The Headline Numbers

Phase B vs Phase B2 — MAE and success-rate comparison

Two complementary views: MAE (lower is better) and success rate at MAE thresholds (higher is better). The success rate at threshold t is the fraction of steps where the per-step MAE is ≤ t — a forgiving but useful proxy for “did the policy at least stay in the neighborhood?”.

Metric Phase B Phase B2 Δ
Aggregate MAE 0.2202 0.1543 −30.0 %
Aggregate MSE 0.1960 0.1283 −34.5 %
SR @ MAE 0.05 0.1 % 1.0 % +0.9 pp
SR @ MAE 0.10 3.4 % 9.4 % +6.0 pp
SR @ MAE 0.20 15.1 % 30.9 % +15.8 pp
SR @ MAE 0.50 43.2 % 61.1 % +18.0 pp

The 0.20 threshold is the most operational: it’s the band where the policy is still “close enough” for replay in a sim controller, before chunk re-planning kicks in.

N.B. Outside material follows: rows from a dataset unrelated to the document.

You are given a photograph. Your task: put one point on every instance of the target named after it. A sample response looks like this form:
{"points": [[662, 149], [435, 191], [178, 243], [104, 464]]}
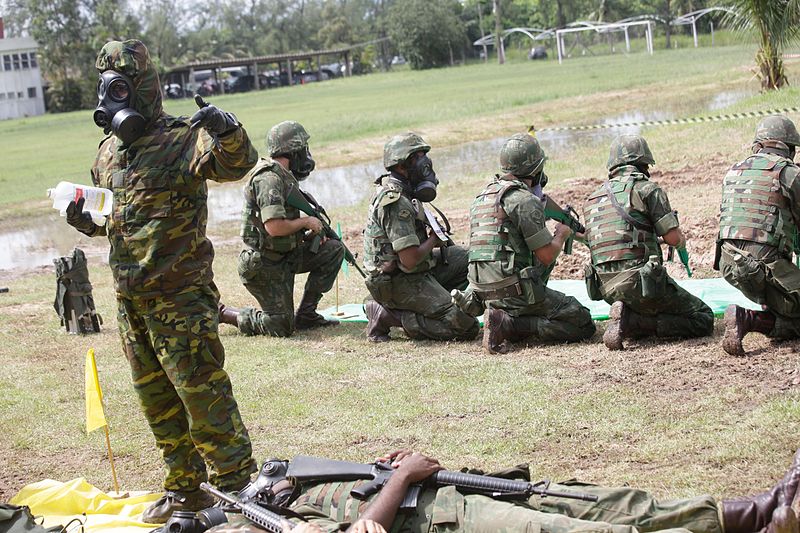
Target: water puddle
{"points": [[37, 244]]}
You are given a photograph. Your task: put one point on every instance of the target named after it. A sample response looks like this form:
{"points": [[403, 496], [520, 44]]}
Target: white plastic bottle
{"points": [[98, 200]]}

Where the Improvement Lives: Per-Joint MAE

ALOHA-style 14-DoF actions: j0–j6 are the left arm + gripper, j7–j13 are the right arm + gripper. The two runs’ per-joint MAE side by side:

Per-joint MAE — Phase B vs Phase B2

  • Phase B already did fine on j4 (a near-static gripper-axis joint).
  • The biggest absolute drops show up on j8, j9, j12 — right-arm joints that involve wider, multi-second motions. Phase B was wobbly there; B2 tightened the tracking.
  • Left arm (j0–j6) improved more modestly; it was already in a good place.

This is exactly what you want a refinement run to look like: focused improvement on the weakest joints, no regressions elsewhere.

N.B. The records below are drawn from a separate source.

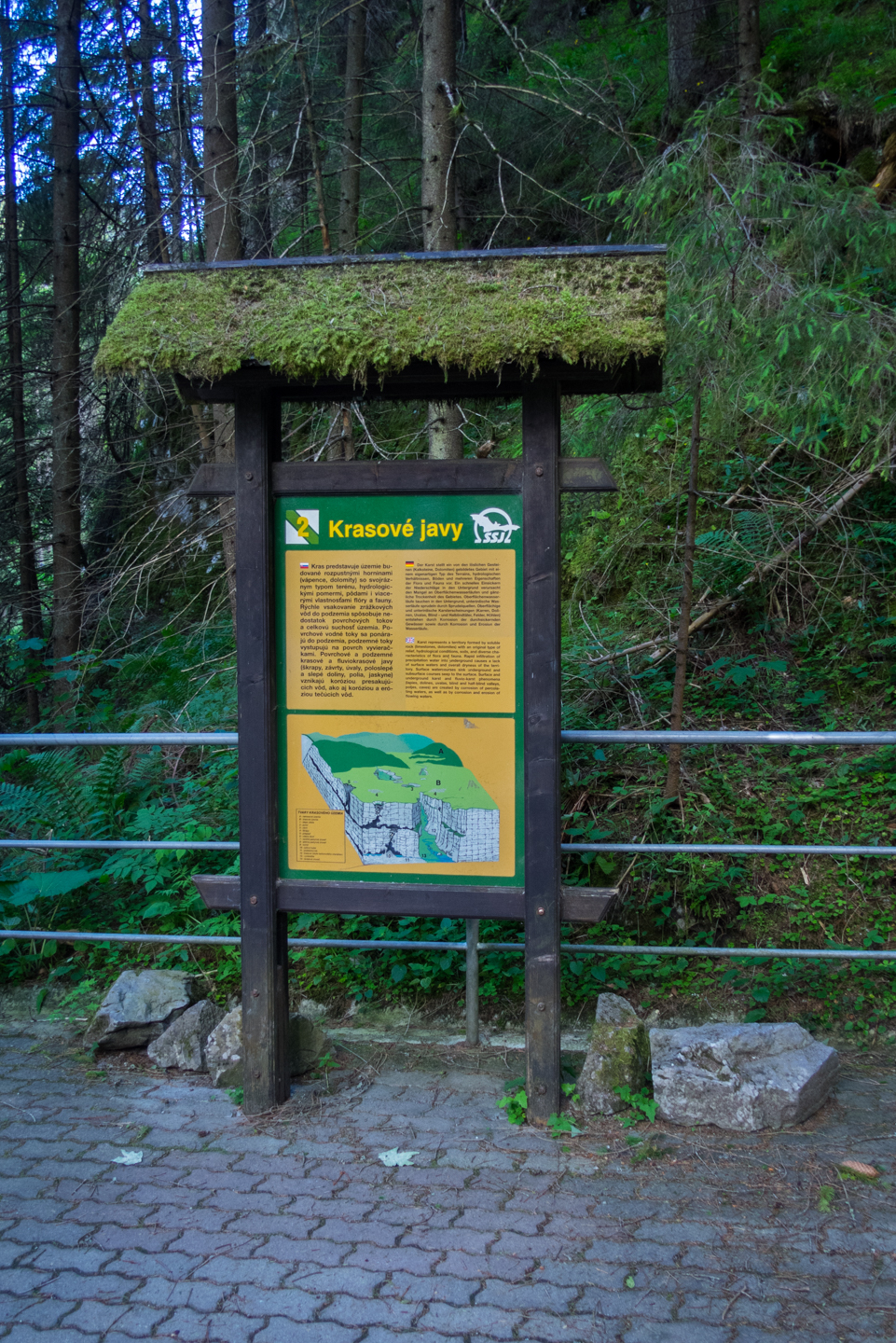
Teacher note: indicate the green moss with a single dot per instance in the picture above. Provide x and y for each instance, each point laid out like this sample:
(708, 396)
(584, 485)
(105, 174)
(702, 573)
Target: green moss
(348, 321)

How Consistent Is It? Per-Episode MAE on Phase B2

Five episodes is a story. 25 is a starter distribution.

Per-episode MAE — Phase B2, 25 held-out episodes

Bars below the dashed mean line are coloured teal (better than average), above it rose. Most episodes cluster around 0.10–0.20 MAE, with a few outliers near 0.30 (longer or harder-to-track tasks).

That long tail is informative — it tells you which episode types to target next (more data, weighted sampling, or a curriculum bump on those task IDs).

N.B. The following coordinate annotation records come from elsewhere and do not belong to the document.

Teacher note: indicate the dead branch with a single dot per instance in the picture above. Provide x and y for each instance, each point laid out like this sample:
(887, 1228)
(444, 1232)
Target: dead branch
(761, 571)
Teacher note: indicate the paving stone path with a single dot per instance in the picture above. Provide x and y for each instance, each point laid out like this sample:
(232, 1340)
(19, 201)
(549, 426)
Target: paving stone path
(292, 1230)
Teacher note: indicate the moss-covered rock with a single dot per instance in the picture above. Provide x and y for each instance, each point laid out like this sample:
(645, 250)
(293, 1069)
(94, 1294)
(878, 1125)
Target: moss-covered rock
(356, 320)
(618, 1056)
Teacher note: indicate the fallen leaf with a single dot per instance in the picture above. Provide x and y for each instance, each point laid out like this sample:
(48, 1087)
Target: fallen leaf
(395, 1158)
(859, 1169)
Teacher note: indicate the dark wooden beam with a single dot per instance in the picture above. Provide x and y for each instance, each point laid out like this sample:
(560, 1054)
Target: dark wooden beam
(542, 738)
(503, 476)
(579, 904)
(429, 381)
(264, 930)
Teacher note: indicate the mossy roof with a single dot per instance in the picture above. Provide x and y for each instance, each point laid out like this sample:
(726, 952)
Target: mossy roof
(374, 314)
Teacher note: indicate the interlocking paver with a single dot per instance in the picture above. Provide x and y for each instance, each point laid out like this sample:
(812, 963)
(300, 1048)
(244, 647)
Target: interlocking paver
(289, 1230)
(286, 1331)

What Open-Loop Looks Like (Episode 22042)

This is the per-step prediction overlay for one of the harder episodes:

Predicted vs ground-truth actions — episode 22042

A few things stand out:

  • Most joints (j8j13, much of j0) show the predicted (red) curve hugging the ground-truth (blue) shape over the full 151-step window.
  • Around step ~50 several joints have a sharp discontinuity — the predicted chunk transitions don’t line up perfectly with a ground-truth contact event. That single window is responsible for a meaningful chunk of episode-level MAE.
  • The static joints (j4, j6) sit near zero with low-amplitude jitter — expected.

That mid-episode jump is a familiar failure mode for open-loop eval: chunked action policies are planning-ahead models, and a 1-step shift in when a contact is predicted can produce a tall, brief MAE spike that dominates the episode score.

A short rollout from the same episode (10 fps, 720p):

Open-loop rollout — episode 22042


The Pipeline

Phase B2 pipeline — base → fine-tune → eval → publish

  1. Base. lerobot/pi0_base.
  2. Data. RoboTwin-unified — the LeRobot-format aggregated RoboTwin set (lerobot/robotwin_unified).
  3. Train. RunPod H100 pod, weights/checkpoints staged on Cloudflare R2 so spot interruptions don’t cost progress. 30k steps of standard π0 fine-tuning.
  4. Eval. A small open-loop harness using LeRobotDataset + PI0Policy.from_pretrained(...) + make_pre_post_processors(...), run on the 030000 checkpoint.
  5. Publish. Stage pretrained_model/ (weights + tokenizer/preprocessor shards) + a model card → huggingface_hub.upload_folder → public Hub repo.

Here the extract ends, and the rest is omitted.